Contributed by Rebecca Scritchfield, MA, RD, LD , a Dietitian for DietsInReview.com, which provides the tools and information needed to shape a healthier you.
Have you ever wanted to eat something so badly that you felt overpowered by it? Food cravings are natural, but our "inner voices" sure know how to take over and steer us off the track of healthy eating.
Instead of actually enjoying the taste of a food, we get caught up in the emotions of satisfying a craving. There is no freedom in this kind of eating.
Cravings don't have to be bad. What matters is how you respond to them.
Let's take a look at how to healthfully handle cravings:
Reflect on the last time you had a memorable craving, what was the voice that you heard?
The Seductive Seller
"You know you want me... I'm so tasty... You deserve it... You worked so hard..."
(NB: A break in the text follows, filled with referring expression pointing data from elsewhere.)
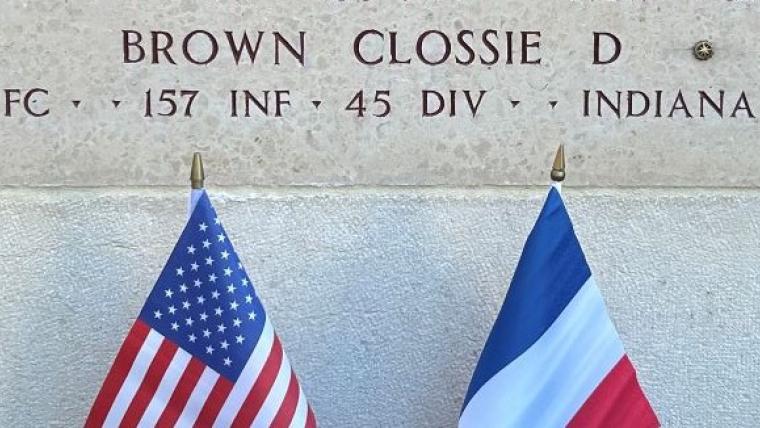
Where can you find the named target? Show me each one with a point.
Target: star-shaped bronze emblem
(703, 50)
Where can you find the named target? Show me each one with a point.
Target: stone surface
(383, 297)
(74, 50)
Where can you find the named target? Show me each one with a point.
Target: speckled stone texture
(383, 297)
(74, 49)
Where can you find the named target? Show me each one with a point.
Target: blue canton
(203, 301)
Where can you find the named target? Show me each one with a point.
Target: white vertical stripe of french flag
(550, 381)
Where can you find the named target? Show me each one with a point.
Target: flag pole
(558, 168)
(196, 182)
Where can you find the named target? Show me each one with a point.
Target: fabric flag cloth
(202, 352)
(553, 357)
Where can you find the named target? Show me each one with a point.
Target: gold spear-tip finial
(558, 168)
(196, 172)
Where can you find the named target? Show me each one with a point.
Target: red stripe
(617, 402)
(288, 406)
(181, 394)
(311, 421)
(214, 402)
(258, 393)
(119, 370)
(149, 385)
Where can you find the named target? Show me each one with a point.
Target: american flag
(202, 351)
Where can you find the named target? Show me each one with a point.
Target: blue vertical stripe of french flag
(553, 357)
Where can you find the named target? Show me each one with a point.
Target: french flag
(553, 357)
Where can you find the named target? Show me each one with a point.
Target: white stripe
(247, 378)
(302, 411)
(548, 383)
(134, 379)
(165, 388)
(197, 398)
(276, 395)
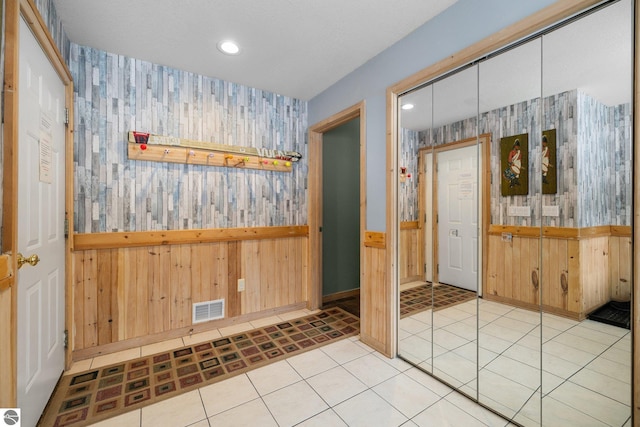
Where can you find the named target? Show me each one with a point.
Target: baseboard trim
(340, 295)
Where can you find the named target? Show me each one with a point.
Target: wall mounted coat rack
(158, 148)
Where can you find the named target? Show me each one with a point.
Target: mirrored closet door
(515, 208)
(586, 219)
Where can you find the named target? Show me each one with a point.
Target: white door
(41, 192)
(457, 177)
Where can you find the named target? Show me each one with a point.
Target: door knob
(31, 260)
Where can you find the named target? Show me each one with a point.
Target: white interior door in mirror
(458, 217)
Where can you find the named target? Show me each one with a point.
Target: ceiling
(296, 48)
(593, 54)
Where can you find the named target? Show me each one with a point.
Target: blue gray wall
(466, 22)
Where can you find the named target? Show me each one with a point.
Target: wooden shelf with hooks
(199, 156)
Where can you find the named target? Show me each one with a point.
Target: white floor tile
(344, 351)
(557, 413)
(485, 416)
(273, 377)
(618, 355)
(413, 326)
(517, 371)
(252, 413)
(294, 404)
(429, 382)
(593, 335)
(456, 366)
(406, 395)
(531, 357)
(371, 370)
(327, 418)
(461, 329)
(159, 347)
(619, 371)
(504, 391)
(558, 366)
(336, 385)
(604, 385)
(181, 410)
(368, 409)
(563, 351)
(129, 419)
(446, 414)
(227, 394)
(448, 340)
(311, 363)
(591, 403)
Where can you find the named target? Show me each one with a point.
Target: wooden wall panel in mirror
(415, 337)
(509, 353)
(586, 249)
(535, 143)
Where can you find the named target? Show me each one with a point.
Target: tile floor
(341, 384)
(585, 377)
(586, 366)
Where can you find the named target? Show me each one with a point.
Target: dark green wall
(341, 208)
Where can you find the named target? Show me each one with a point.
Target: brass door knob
(32, 260)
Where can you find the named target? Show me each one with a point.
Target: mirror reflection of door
(552, 333)
(415, 339)
(586, 266)
(457, 177)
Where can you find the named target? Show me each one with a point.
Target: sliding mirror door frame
(557, 12)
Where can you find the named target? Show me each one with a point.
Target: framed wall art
(549, 167)
(514, 162)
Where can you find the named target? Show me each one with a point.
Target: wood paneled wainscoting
(136, 288)
(579, 269)
(411, 249)
(376, 295)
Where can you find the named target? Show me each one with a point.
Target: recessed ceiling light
(229, 47)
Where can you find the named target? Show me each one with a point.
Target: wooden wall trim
(409, 225)
(375, 239)
(635, 309)
(529, 25)
(178, 237)
(560, 232)
(316, 132)
(89, 352)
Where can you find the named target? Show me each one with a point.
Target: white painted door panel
(457, 176)
(41, 180)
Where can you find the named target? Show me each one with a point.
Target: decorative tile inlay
(152, 378)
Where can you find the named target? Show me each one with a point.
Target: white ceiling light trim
(229, 47)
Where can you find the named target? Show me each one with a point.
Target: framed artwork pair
(514, 164)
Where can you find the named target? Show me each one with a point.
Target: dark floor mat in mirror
(613, 313)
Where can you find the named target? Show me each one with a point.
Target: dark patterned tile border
(421, 298)
(84, 398)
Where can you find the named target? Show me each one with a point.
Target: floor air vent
(208, 310)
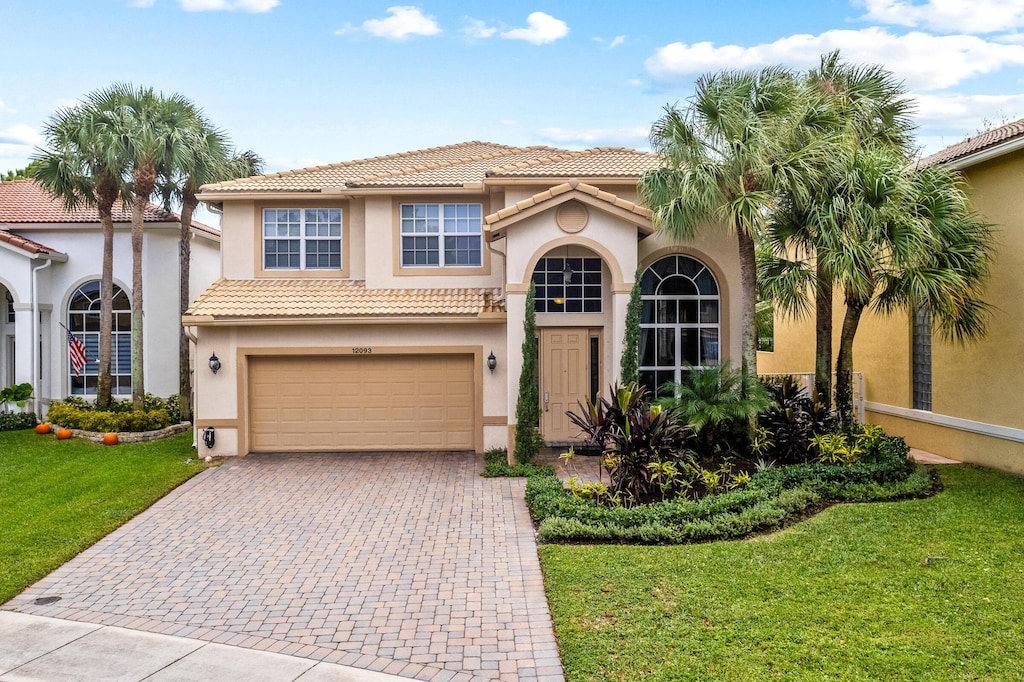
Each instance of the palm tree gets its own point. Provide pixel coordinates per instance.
(77, 167)
(152, 134)
(211, 160)
(726, 158)
(857, 105)
(910, 241)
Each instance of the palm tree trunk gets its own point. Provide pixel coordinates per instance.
(184, 268)
(145, 179)
(749, 282)
(844, 363)
(822, 337)
(107, 194)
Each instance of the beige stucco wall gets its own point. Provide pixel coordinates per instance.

The seductive seller accentuates all the positives of the food and none of the negatives. It preys on the mentality of food as a reward (a dieter's trap). If you respond mindlessly to the seduction of food, you rarely get the satisfaction you are looking for.
You may not even be looking for food, but rather a hug or a kiss - or even some sleep! Don't let the seductive seller sweet-talk you into something you will regret. Make sure when you choose to eat that you take your time and enjoy each and every bite.
The Inner Critic
"You are so weak... You fail at everything you do and you're going to fail at this, too..."
The inner critic is all about demoralizing and willpower-sapping motivation techniques. The self-hate it perpetuates is toxic to your well-being. Listening to these messages makes you more vulnerable to them.
Next time you hear the inner critic come out, confront it. Be aware that these are just words flowing through your mind. You don't have to follow them.
As I said above, cravings don't have to be bad. Just take control.
Recognize a craving when it comes on, and squash the voice and choose to take a mindful approach. Ask yourself, "Am I really hungry or am I looking for something else?" Maybe you need some rest, a hot bubble bath, or a little conversation with a close friend.
If you do feel hungry, or if you just want to respond to the craving even though you know you're not, it's okay.
Giving yourself permission to respond to a craving can be very liberating. Just make sure that you choose a reasonable portion size and really take the time to slow down and enjoy each wonderful bite.
Notice the taste and the pleasure it brings you. Experience it with all of your senses. You may not even finish it before feeling completely satisfied.